“There is a common treasure of the Church, not of their merits, but of their prayers…”
“There may be some prayers that you must be content never yourself to see answered in this world, the accomplishment of them not falling out in your time: such as those you haply make for the calling of the Jews, the utter downfall of God’s enemies, the flourishing of the Gospel…. All which prayers are not yet lost, but will have answers: for as God is an eternal God, and Christ’s righteousness an “everlasting righteousness”, and therefore of eternal efficacy ( Dan 9:24), so are prayers also, which are the work of the eternal Spirit of Christ, made to that God in his name, and in him are eternally accepted, and therefore may take place in after ages. So the prayer that St Stephen made for his persecutors took place in St Paul when Stephen was dead. So David’s prayer against Judas (Ps 109: 8, 9) took effect above a thousand years after, as appears, Acts 1:20. So the prayers of the Church, for three hundred years, in the primitive times, that kings might come to the knowledge of the truth, and they: lead peaceable and quiet lives, in all godliness and honest,” (which St Paul, in Nero’s time, exhorted unto 1 Tim 2:2) were not answered and accomplished till Constantine’s time…”

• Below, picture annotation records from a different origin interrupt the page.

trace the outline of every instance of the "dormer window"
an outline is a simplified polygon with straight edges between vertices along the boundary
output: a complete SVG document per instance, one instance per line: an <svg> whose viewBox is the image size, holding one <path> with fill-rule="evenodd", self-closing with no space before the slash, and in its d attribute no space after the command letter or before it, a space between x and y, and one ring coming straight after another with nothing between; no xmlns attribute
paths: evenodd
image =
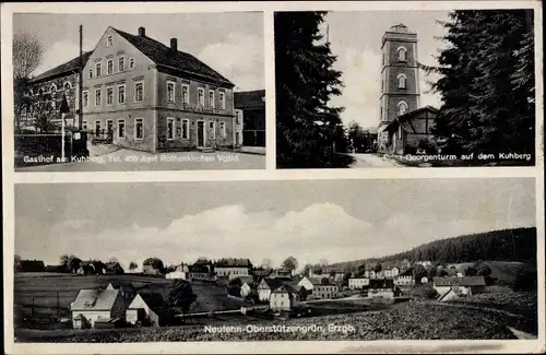
<svg viewBox="0 0 546 355"><path fill-rule="evenodd" d="M396 81L399 82L399 88L406 88L406 75L400 74Z"/></svg>
<svg viewBox="0 0 546 355"><path fill-rule="evenodd" d="M399 61L406 61L406 49L404 47L400 47L397 54L399 54Z"/></svg>

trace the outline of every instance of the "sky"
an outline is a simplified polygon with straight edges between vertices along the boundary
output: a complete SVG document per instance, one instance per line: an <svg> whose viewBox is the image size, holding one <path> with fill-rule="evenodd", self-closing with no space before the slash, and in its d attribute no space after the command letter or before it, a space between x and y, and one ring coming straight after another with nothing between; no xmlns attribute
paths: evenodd
<svg viewBox="0 0 546 355"><path fill-rule="evenodd" d="M345 107L342 120L347 126L357 121L363 127L379 123L379 97L381 73L381 38L392 25L403 23L417 34L418 60L424 64L437 64L434 55L444 44L435 39L444 34L437 20L448 20L447 11L371 11L329 12L322 31L329 27L329 39L337 60L334 69L343 72L343 95L334 97L332 105ZM438 76L426 75L422 70L420 105L439 106L439 95L430 93L427 81ZM428 92L428 93L427 93Z"/></svg>
<svg viewBox="0 0 546 355"><path fill-rule="evenodd" d="M236 84L236 91L264 88L263 16L247 13L177 14L14 14L13 32L32 32L40 38L45 54L34 74L79 56L79 26L83 26L83 50L93 50L108 26L146 35L189 52Z"/></svg>
<svg viewBox="0 0 546 355"><path fill-rule="evenodd" d="M15 186L15 253L59 262L294 256L300 267L446 237L535 226L532 178Z"/></svg>

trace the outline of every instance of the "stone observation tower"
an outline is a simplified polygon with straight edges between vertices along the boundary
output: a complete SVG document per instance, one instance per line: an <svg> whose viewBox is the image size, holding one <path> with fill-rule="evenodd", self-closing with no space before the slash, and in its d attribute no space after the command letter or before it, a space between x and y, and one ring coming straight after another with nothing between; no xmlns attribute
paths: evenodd
<svg viewBox="0 0 546 355"><path fill-rule="evenodd" d="M382 38L381 96L379 106L378 150L384 151L389 122L419 107L417 34L403 24L389 28Z"/></svg>

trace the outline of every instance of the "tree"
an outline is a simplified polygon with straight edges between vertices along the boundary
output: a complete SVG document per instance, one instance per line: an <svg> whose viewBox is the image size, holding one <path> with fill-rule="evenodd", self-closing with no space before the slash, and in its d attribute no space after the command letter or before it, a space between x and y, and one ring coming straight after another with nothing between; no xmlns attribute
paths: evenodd
<svg viewBox="0 0 546 355"><path fill-rule="evenodd" d="M174 280L167 295L167 305L174 309L180 309L186 315L198 296L193 293L189 282L185 280Z"/></svg>
<svg viewBox="0 0 546 355"><path fill-rule="evenodd" d="M142 263L143 267L152 267L155 270L158 270L161 273L165 273L165 267L163 264L162 259L159 258L147 258Z"/></svg>
<svg viewBox="0 0 546 355"><path fill-rule="evenodd" d="M28 80L41 63L44 47L37 34L33 32L13 35L13 98L15 110L15 127L21 128L21 114L31 106Z"/></svg>
<svg viewBox="0 0 546 355"><path fill-rule="evenodd" d="M442 98L434 133L452 153L534 152L532 11L458 10L431 83Z"/></svg>
<svg viewBox="0 0 546 355"><path fill-rule="evenodd" d="M289 271L296 270L298 268L298 261L294 257L288 257L286 258L285 261L283 261L283 264L281 265L283 269L287 269Z"/></svg>
<svg viewBox="0 0 546 355"><path fill-rule="evenodd" d="M276 147L282 168L347 166L334 153L340 137L341 107L330 105L341 95L336 57L319 25L325 12L275 13Z"/></svg>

There are so many meaty things in this paragraph. I want to speak to only one for now and that is what is underlined above.
This Puritan writer saw the prayer of Paul and the early church fulfilled with the conversion of Constantine. How much more is it fulfilled today in Western democracies? The fact is we have the privilege of “leading peaceable and quiet lives, in all godliness and honesty” with no real interference from governments or state sponsored national religions. This great blessing is in answer to the faithful prayers of millions of Christians over many centuries and purchased by the blood of both patriots who fought for liberty and Christian martyrs who died at the hand of persecutors while living their faith in centuries past. I wonder how God will judge me on how I used such a great gift which came as an answer to those prayers spoken in previous ages? I am embarrassed to think how I have taken such a wonderful gift for granted.